Robert Fulghum

(f. 1937)

"Robert Fulghum, one of America's most popular authors. He married young and spent years torn between being a responsible corporate type and a bohemian evening bartender, ultimately finding his place as a Unitarian minister. His first marriage broke up, and his four kids went through the kinds of things most kids do. He became the kind of guy who countered the blues by wearing his grandchild's propeller-top beanie as he walked to work, eating Cheerios with jelly beans, and listening to Beethoven's Ninth through earphones. His work as a minister and as a writer has been to provoke and invoke some sense that life can be lived with a moral purpose, and that it is worth living. "

fra http://www.peoplesuccess.com/fulghum.htm

All I really need to know about how to live and what to do and how to be,
I learned in kindergarten.

Wisdom was not at the top of the graduate school mountain,
but there in the sandpile at Sunday School.
These are the things that I learned:
Share everything
Play fair
Don't hit people
Put things back where you found them
Clean up your mess
Don't take things that aren't yours
Say you're sorry when you hurt somebody
Wash your hands before you eat
Flush.
Warm cookies and cold milk are good for you
Live a balanced life; learn some and think some
and draw and paint and sing and dance
and play and work every day some.
Take a nap every afternoon
When you go out into the world, watch out for traffic, hold hands, and stick together
Be aware of wonder
Remember the little seed in the Styrofoam cup ;
The roots go down and the plant goes up and nobody really knows how or why,
but we are all like that.
Goldfish and hamsters and white mice and even the little seed in the Styrofoam cup
They all die
So do we
And then remember the Dick and Jane books and the first word you learned the biggest word of all
LOOK
Everything you need to know is in there somewhere
The Golden Rule and love and basic sanitation
Ecology and politics and equality and sane living
Take any one of those items and extrapolate it into sophisticated adult terms and apply it to your family life or work or your government or your world and it holds true and clear and firm

Think what a better world it would be if we all - the whole world - had cookies and milk about three o'clock every afternoon and then lay down with our blankies for a nap.
Or if all the governments had as a basic policy to always put things back where they found them and to clean up their own mess
And it is still true, no matter how old you are... when you go out into the world, it is best to hold hands and stick together

 

 

Fulghum’s Recommendation’s:

(somewhere between Murphy’s Law and The Ten Commandments)

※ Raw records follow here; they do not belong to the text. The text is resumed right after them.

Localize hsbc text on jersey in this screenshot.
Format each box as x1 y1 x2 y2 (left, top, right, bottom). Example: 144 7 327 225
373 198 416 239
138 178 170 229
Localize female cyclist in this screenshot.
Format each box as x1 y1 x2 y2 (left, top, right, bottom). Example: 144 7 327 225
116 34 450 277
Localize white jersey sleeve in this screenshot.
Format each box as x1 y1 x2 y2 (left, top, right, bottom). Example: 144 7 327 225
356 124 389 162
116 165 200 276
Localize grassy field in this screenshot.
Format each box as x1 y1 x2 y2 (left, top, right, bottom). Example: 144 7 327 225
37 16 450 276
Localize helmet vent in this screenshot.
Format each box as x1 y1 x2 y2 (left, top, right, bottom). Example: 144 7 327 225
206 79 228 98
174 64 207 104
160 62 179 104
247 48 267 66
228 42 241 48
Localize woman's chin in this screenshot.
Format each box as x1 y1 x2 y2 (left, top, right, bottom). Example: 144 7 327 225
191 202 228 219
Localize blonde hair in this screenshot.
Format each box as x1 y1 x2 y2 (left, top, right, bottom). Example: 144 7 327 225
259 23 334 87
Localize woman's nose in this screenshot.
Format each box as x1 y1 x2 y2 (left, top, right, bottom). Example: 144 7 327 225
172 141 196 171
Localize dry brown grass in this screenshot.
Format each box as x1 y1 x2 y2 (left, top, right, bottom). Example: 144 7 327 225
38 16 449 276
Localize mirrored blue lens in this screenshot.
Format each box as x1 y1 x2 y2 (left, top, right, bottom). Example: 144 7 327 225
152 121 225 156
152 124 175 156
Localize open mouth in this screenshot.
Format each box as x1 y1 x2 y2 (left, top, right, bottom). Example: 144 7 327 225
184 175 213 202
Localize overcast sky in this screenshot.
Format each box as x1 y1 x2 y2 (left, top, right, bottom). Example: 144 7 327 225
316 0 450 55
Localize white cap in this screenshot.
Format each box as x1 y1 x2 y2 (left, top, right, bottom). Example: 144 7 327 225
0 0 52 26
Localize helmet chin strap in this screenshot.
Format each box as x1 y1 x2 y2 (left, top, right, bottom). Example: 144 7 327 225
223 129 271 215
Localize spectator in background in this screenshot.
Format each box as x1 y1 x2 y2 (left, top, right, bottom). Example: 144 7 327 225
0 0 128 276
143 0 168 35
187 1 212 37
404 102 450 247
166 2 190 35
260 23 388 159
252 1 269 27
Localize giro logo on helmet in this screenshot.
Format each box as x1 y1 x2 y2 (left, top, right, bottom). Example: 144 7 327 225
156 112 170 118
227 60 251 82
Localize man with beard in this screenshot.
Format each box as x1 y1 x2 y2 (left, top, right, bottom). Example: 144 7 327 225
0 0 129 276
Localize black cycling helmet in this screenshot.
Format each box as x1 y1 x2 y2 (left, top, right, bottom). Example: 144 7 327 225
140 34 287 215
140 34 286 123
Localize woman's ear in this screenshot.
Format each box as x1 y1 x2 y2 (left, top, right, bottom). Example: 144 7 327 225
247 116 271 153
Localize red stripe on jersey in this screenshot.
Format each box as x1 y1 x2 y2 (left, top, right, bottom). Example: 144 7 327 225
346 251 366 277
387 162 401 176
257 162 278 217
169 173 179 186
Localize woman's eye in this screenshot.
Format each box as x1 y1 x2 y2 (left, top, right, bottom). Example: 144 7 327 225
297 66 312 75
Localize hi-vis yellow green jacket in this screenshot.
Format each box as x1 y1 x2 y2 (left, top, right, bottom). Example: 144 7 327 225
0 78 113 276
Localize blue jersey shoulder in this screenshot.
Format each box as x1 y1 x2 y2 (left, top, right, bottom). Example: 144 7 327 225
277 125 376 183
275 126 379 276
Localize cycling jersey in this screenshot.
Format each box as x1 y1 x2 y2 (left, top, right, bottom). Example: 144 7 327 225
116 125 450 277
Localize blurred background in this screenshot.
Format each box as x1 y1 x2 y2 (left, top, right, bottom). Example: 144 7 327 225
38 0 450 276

1) Buy lemonade from any kid who is selling.
2) Anytime you can vote on anything—vote!
3) Attend the 25th reunion of your high school class.
4) Choose having time over having money.
5) Always take the scenic route.
6) Give at least something to any beggar who asks.
7) Give money to all street musicians.
8) Always be someone’s Valentine.
9) When the circus comes to town, be there.

Eleven step guide to being handy round the house

fra "Maybe, Maybe not"

  1. If you can't find a screwdriver, use a knife. If you break off the tip, it's an improved screwdriver.
  2. Try to work alone. An audience is rarely any help.
  3. Despite what you may have been told by your mother, praying and cursing are both helpful in home repair ... but only if you are working alone.
  4. Work in the kitchen whenever you can ... many fine tools are there, its warm and dry, and you are close to the refrigerator.
  5. If it's electronic, get a new one .... or consult a twelve-year-old.
  6. Stay simple minded: Get a new battery; replace the bulb or fuse; see if the tank is empty; try turning it to the "on" switch; or just paint over it.
  7. Always take credit for miracles. If you dropped the alarm clock while taking it apart and it suddenly starts working, you have healed it.
  8. Regardless of what people say, kicking, pounding, and throwing sometimes DOES help.
  9. If something looks level, it is level.
  10. If at first you don't succeed, redefine success.
  11. Above all, if what you've done is stupid, but it works, then it isn't stupid.